Entity 只是简单对 Schema 进行一层封装。

代码语言:javascript复制
-- definition 是 schema 结构体
function Entity.new(definition)

  -- 初始化 Schema 对象
  local self, err = Schema.new(definition)
  if not self then
    return nil, err
  end

  -- 遍历 schema fields
  for name, field in self:each_field() do
    if field.nilable then
      return nil, entity_errors.NO_NILABLE:format(name)
    end

    if field.abstract then
      goto continue
    end

    if field.type == "map" then
      if field.keys.type ~= "string" then
        return nil, entity_errors.MAP_KEY_STRINGS_ONLY:format(name)
      end

    elseif field.type == "record" then
      make_records_required(field)

    elseif field.type == "function" then
      return nil, entity_errors.NO_FUNCTIONS:format(name)
    end

    ::continue::
  end

  self.new_subschema = Entity.new_subschema

  return self
end

Entity 对象随后被加载到 DB.new() 函数中:

代码语言:javascript复制
local schemas = { 
   }

do
  -- load schemas
  -- core entities are for now the only source of schemas.
  -- TODO: support schemas from plugins entities as well.

  -- 载入核心 entity,为什么是核心 entity
  -- 因为还有 plugin 自定义的 entity
  -- 这些 entity 是 Kong 自身的
  for _, entity_name in ipairs(constants.CORE_ENTITIES) do

    -- 加载 schema(数据结构体)
    local entity_schema = require("kong.db.schema.entities." .. entity_name)

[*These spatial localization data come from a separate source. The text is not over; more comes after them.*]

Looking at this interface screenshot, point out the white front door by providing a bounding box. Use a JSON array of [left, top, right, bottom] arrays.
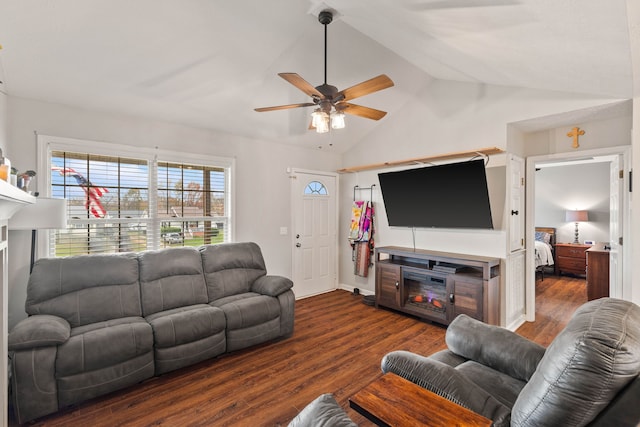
[[291, 170, 337, 298]]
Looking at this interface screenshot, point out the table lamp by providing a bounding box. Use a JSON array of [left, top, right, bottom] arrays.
[[565, 209, 589, 244]]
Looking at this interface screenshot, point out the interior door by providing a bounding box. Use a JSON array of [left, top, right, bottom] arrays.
[[609, 155, 623, 297], [509, 154, 525, 252], [506, 154, 526, 327], [291, 170, 337, 298]]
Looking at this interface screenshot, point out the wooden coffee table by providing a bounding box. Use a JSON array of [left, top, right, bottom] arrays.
[[349, 373, 492, 427]]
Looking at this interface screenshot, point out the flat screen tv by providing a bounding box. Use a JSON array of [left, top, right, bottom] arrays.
[[378, 159, 493, 229]]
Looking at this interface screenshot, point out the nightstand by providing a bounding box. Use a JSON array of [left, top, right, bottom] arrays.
[[555, 243, 590, 277]]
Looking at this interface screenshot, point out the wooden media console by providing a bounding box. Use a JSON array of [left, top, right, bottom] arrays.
[[375, 246, 500, 325]]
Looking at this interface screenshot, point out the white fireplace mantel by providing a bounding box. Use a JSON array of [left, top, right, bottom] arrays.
[[0, 180, 35, 427], [0, 179, 36, 217]]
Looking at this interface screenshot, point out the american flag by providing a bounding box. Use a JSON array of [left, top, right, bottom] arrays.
[[52, 166, 109, 218]]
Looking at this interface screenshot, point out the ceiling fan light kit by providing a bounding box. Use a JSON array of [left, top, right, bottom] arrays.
[[330, 110, 345, 129], [255, 10, 394, 134], [311, 109, 330, 133]]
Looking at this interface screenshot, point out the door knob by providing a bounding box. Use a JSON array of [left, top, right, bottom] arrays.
[[296, 243, 301, 248]]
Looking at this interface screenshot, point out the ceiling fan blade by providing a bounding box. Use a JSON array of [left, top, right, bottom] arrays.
[[254, 102, 316, 112], [338, 75, 394, 102], [340, 103, 388, 120], [278, 73, 324, 98]]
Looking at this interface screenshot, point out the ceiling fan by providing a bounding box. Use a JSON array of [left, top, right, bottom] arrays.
[[254, 10, 394, 133]]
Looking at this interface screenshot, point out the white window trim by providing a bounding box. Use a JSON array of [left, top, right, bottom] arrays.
[[36, 134, 236, 257]]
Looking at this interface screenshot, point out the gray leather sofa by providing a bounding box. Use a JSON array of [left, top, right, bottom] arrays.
[[382, 297, 640, 426], [8, 242, 294, 424]]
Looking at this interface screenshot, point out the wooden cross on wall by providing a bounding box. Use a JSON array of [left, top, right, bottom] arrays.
[[567, 127, 585, 148]]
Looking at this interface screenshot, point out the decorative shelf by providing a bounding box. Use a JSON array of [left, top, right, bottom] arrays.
[[0, 179, 36, 219], [337, 147, 504, 174]]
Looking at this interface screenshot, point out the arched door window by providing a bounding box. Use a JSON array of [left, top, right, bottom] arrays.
[[304, 180, 328, 195]]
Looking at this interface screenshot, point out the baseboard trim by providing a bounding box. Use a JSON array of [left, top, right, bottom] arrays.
[[339, 284, 374, 296], [506, 315, 526, 332]]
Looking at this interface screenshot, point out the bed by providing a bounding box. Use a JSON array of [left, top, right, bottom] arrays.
[[535, 227, 556, 280]]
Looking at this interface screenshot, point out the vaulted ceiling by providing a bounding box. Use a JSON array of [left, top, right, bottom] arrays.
[[0, 0, 633, 152]]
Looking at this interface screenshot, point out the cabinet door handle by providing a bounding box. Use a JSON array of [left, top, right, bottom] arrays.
[[511, 210, 519, 215], [395, 281, 399, 290], [449, 293, 455, 303]]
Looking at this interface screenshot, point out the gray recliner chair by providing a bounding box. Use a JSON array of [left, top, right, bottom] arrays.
[[382, 297, 640, 426]]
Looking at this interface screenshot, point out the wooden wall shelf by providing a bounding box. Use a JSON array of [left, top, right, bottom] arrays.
[[337, 147, 504, 174]]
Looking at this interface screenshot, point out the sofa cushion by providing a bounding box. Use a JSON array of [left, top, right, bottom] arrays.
[[456, 360, 526, 408], [446, 314, 545, 382], [428, 349, 468, 368], [145, 304, 226, 348], [139, 247, 208, 316], [57, 352, 154, 408], [200, 242, 267, 300], [512, 298, 640, 426], [26, 254, 141, 327], [211, 293, 280, 330], [56, 317, 153, 376]]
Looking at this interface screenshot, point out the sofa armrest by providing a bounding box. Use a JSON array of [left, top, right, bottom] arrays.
[[9, 315, 71, 351], [288, 393, 357, 427], [446, 314, 545, 382], [381, 350, 511, 426], [251, 275, 293, 297]]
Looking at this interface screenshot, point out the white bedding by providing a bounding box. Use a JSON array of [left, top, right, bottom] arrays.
[[535, 240, 554, 267]]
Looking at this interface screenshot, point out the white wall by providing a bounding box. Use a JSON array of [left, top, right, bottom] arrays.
[[627, 0, 640, 305], [535, 163, 610, 244], [523, 114, 632, 157], [338, 77, 629, 295], [0, 91, 6, 154], [6, 96, 341, 328]]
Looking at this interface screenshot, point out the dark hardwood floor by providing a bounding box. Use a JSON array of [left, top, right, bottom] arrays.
[[13, 275, 587, 426]]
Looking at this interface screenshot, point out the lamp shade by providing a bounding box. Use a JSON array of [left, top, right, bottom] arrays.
[[565, 209, 589, 223], [9, 197, 67, 230]]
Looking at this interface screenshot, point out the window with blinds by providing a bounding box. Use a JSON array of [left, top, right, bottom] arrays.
[[157, 162, 227, 249], [50, 149, 230, 256]]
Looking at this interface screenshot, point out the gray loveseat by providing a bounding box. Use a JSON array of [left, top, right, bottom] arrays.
[[8, 242, 295, 424], [382, 297, 640, 426]]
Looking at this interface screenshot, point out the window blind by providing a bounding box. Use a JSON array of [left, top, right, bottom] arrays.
[[49, 149, 230, 256]]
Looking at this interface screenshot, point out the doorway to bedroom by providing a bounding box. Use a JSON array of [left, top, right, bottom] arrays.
[[526, 147, 630, 321]]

    -- validate core entities schema via metaschema
    local ok, err_t = MetaSchema:validate(entity_schema)
    if not ok then
      return nil, fmt("schema of entity '%s' is invalid: %s", entity_name,
                      tostring(errors:schema_violation(err_t)))
    end

    -- 加载 entity 对象
    local entity, err = Entity.new(entity_schema)
    if not entity then
      return nil, fmt("schema of entity '%s' is invalid: %s", entity_name,
                      err)
    end
    schemas[entity_name] = entity

    -- load core entities subschemas
    local subschemas
    ok, subschemas = utils.load_module_if_exists("kong.db.schema.entities." .. entity_name .. "_subschemas")
    if ok then
      for name, subschema in pairs(subschemas) do
        local ok, err = entity:new_subschema(name, subschema)
        if not ok then
          return nil, ("error initializing schema for %s: %s"):format(entity_name, err)
        end
      end
    end
  end
end
3.1.3. DAO

db/dao/init.lua 中定义了一系列对数据库操作的方法,例如:

代码语言:javascript复制
function DAO:select(primary_key, options)
function DAO:page(size, offset, options)
function DAO:each(size, options)
function DAO:insert(entity, options)
function DAO:update(primary_key, entity, options)
function DAO:delete(primary_key, options)
...

DAO.new() 会创建一个包含 db 连接信息,entity 的 table。

代码语言:javascript复制
-- schema 参数是 Entity 对象
-- DB 结构体: local self = { 
   
  -- daos = daos, -- each of those has the connector singleton
  -- strategies = strategies,
  -- connector = connector,
  -- strategy = strategy,
  -- errors = errors,
  -- infos = connector:infos(),
  -- kong_config = kong_config,
  -- }
function _M.new(db, schema, strategy, errors)
  local fk_methods = generate_foreign_key_methods(schema)
  -- 继承 DAO 基础方法
  local super      = setmetatable(fk_methods, DAO)

  local self = { 
   
    db         = db,
    schema     = schema,
    strategy   = strategy,
    errors     = errors,
    pagination = utils.shallow_copy(defaults.pagination),
    super      = super,
  }

  if schema.dao then
    -- 插件自定义的 dao
    local custom_dao = require(schema.dao)
    for name, method in pairs(custom_dao) do
      self[name] = method
    end
  end

  return setmetatable(self, { 
    __index = super })
end

dbinit.lua 中加载所有 DAO 对象。

代码语言:javascript复制
  do
    -- load DAOs

    for _, schema in pairs(schemas) do
      local strategy = strategies[schema.name]
      if not strategy then
        return nil, fmt("no strategy found for schema '%s'", schema.name)
      end

      -- 储存 daos
      daos[schema.name] = DAO.new(self, schema, strategy, errors)
    end
  end

和上面结构一样,DB.new() 中最后为 table 设置元组 __index 方法。

代码语言:javascript复制
  -- 设置元组 __index 方法
  -- 访问不存在的对象则先
  -- DB.xxx 再访问 DB.daos.xxx
  return setmetatable(self, DB)
  
  
local DB = { 
   }
DB.__index = function(self, k)
  -- rawget 为不调用元组 __index 方法,直接获取原数据
  return DB[k] or rawget(self, "daos")[k]
end

Kong 中其他地方调用数据库方法,操作符为 kong.db.services:each_fields(),即实际调用 daos.servicesentity:each_fields()(实际是 Schema:each_fields())。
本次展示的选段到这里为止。